If I'm being completely honest, I still don't always know what I believe. On paper, I am a Catholic. After all those years of not knowing the nature of my own faith and having moments of agnosticism and something awfully close to atheism, I felt God's presence in a little Catholic church my sister, brother-in-law, and nephew attended. I converted and led quite a happy religious existence for several years.

But doubts do come, and the masks of the fearsome gods are stripped away, and I feel the sting of the elders' lashes against my spiritual backside.

It doesn't take much to rattle my faith. An example of Catholic hypocrisy here (you don't have to look real hard to find these, sadly), a "Where-was-God-when-this-happened" tragedy there. And I'm right back in that classroom, trying hard not to make eye contact with anybody.

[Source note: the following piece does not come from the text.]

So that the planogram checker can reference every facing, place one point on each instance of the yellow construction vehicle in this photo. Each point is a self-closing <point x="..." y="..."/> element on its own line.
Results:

Every so often, I come back to an online quiz a friend sent me several years ago that allegedly tells you what religion you truly are. I re-take it every time I have a crisis of faith. I've never expected Roman Catholic to be my first match; I love the serenity and beauty of the Catholic Mass, but only up to the point that the priest begins the homily by talking about the horrors of books in public school libraries that teach it's okay if Heather has two mommies. (True story. I know the church's stance on gay marriage, but do we have to attack school libraries while we're at it?) Yet my fairly consistent top-five religious matches make me wonder what, exactly, I am. Unitarian Universalist. Quaker. Buddhist. Even (gasp!) Neo-Pagan and New Age. Bring on the Yanni and Enya, kids. Apparently, I've gone granola.

Sunday night found me reluctantly going to a Vespers service, the first service I've been to since the homily that made me flush red with anger. The kid was asked to be a server, so off we went. It was a lovely service; there was no homily, just call-and-response and prayer and long moments of respectful silence led by the parish's newest priest, a Ugandan man whose speaking voice could bring peace to the Middle East. More of this, I thought, could get me firmly on the Believers side of the room. I like God best when people get out of His way.

And when the elders don't wear masks.

1 comment:

Robert K. said...

I remember that class! Although as someone who did go on to take more philosophy classes, I can tell you that there was a lot less "attacking of faith" and a lot more "dry and boring arguments about theories of truth" so you probably would have been ok.